Bunlardan birine bindiğinizde şoför durumu defterine kaydediyor. Polis taksiyi durduruyor ve şoförün kaydı yapıp yapmadığına bakıyor. Özetle Küba'da her şey devletin denetimi altında. Ama...
***
Küba, ABD ambargosuna karşı Sovyetler Birliği ile ittifak halindeydi. Sovyetler gerektiğinde Küba mallarını dünya fiyatlarının üstünde satın alıyordu. Ancak Sovyetler 1990'ların başında dağıldı. Bu durum Küba'yı da vurdu. Ve yönetim iki önemli tedbir aldı: 1) Yabancı şirketlerle ortaklığa gitti. 2) Turizme ağırlık verdi.
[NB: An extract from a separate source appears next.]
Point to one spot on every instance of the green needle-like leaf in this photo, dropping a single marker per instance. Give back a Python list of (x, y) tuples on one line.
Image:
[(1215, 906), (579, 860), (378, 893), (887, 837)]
Sonuç: Küba bugün fahişe kaynıyor. Sadece erkekler değil, çok sayıda orta yaşlı Avrupalı kadın ve gey de seks satın almaya gidiyor.
Katmerli bir 'acı' var burada: Sadece ekonominin çökmesi fahişeliği artırmamış... Her şeyi denetleyen devlet, fahişeliğe açıkça göz yumuyor. Örneğin kimi barlarda 'üniformalı' çiçekçiler, cüzdanı şişkin 'tonton amca'ya eşlik eden çıtır kızlara metazori çiçek aldırıyor.
Küba devleti istese bugünden yarına fuhuşa son verebilir. Ancak bu kararın turizmi bitireceğini bildiği için üç maymunu oynuyor.
Not: Bir okurumuz dünkü yazım üzerine esprili bir mesaj göndermiş. Şöyle: "Mohitodaki 'nane'den başka ne 'nane'ler yedin Küba'da? Açıkla; yoksa biz açıklarız ona göre."
Hemen cevap vereyim: 1) Siyahlardan haz etmem. 2) Küba'ya eşimle gittim!